04 Aug, 2025

Market Coupling in India’s Power Sector: Promise vs. Execution Challenges

04 Aug, 2025,
242

Explanantion with proper context and a Q&A format: Market Coupling in Power Sector: Industry Flags Execution Risks


1) Context: What Is Market Coupling in Power Sector?

In India, electricity is traded on three main exchanges:

  • IEX (Indian Energy Exchange) – has ~90% market share.

  • PXIL (Power Exchange India Ltd.)

  • HPX (Hindustan Power Exchange)

Currently, buyers and sellers choose which exchange to trade on. But there's a problem: IEX has all the liquidity, so naturally, everyone prefers it. The newer exchanges struggle.

To solve this, the government proposed market coupling — where a central system will collect all bids from all exchanges, match the best buy/sell offers, and declare a single price for electricity across India.

This system is designed to improve:

  • Transparency

  • Price discovery

  • Fair competition


2) Q&A: Challenges in Implementing Market Coupling


Q1: What is market coupling trying to solve?

Problem: All buyers go to IEX because it has more sellers, and vice versa. New exchanges can’t grow.

Solution: Pool all trades in one place (like UPI for power), and let a neutral operator match the best rates - regardless of which exchange you placed the order on.


Q2: Sounds good. So why is the industry worried?

The industry - especially IEX and big participants - are worried about how this will be implemented. Concerns include:


Q3: Who will run this central system?

Challenge: The current proposal gives control to the Grid Controller of India Ltd. (state-owned). Exchanges fear this may lead to:

  • Conflict of interest

  • Slow response time

  • Lack of commercial innovation

They want a neutral, independent operator, not a government body.

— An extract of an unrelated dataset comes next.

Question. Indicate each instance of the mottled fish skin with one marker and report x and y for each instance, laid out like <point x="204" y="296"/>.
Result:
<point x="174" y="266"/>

Q4: Will it affect the business model of exchanges like IEX?

Yes.

  • Currently, exchanges make money from high trading volumes.

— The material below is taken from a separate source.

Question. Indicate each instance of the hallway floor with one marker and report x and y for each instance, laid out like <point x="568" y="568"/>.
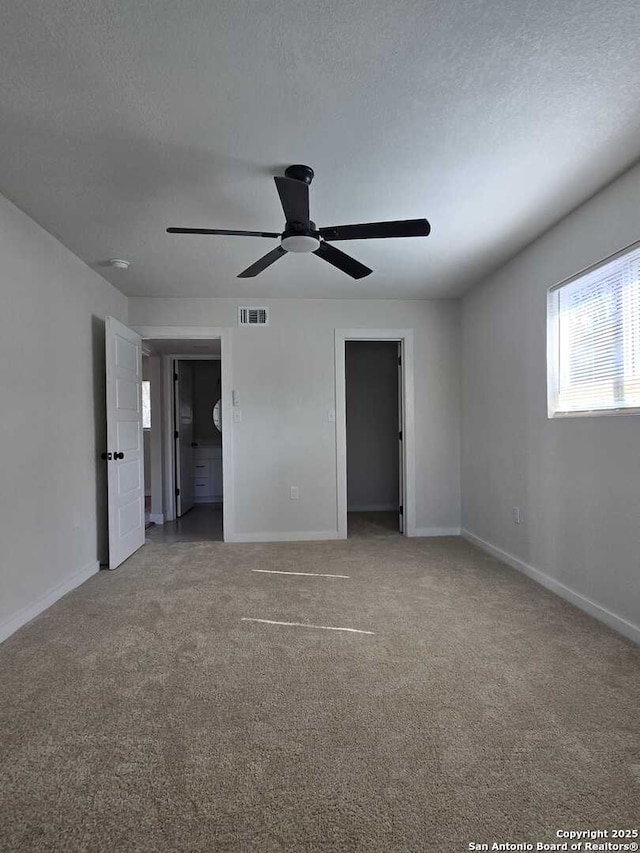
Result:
<point x="203" y="523"/>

  • If all trades are pooled and matched centrally, liquidity is no longer an edge.

  • IEX fears it may lose its dominance, and revenues could fall.


Q5: Are there international examples of this?

Yes, Europe uses market coupling for cross-border electricity trade. But:

  • Those are mature, digitally advanced markets.

  • India still has transmission bottlenecks, data latency, and state-level complications.

So copy-pasting the model may not work without groundwork.


Q6: What's the risk for investors and consumers?

  • If poorly implemented, it may disrupt power availability or pricing in short-term markets.

  • For companies like IEX, it could impact growth and profitability.

  • For new players like PXIL and HPX, it’s a potential game-changer, but only if execution is clean.


Bottom Line

Market coupling can democratize power trading in India — making it fairer, more efficient, and technology-driven.

But for it to succeed:

  • Governance must be transparent and independent.

  • Implementation must be technically sound and phased.

  • Concerns of dominant players like IEX must be acknowledged but not allowed to block reform.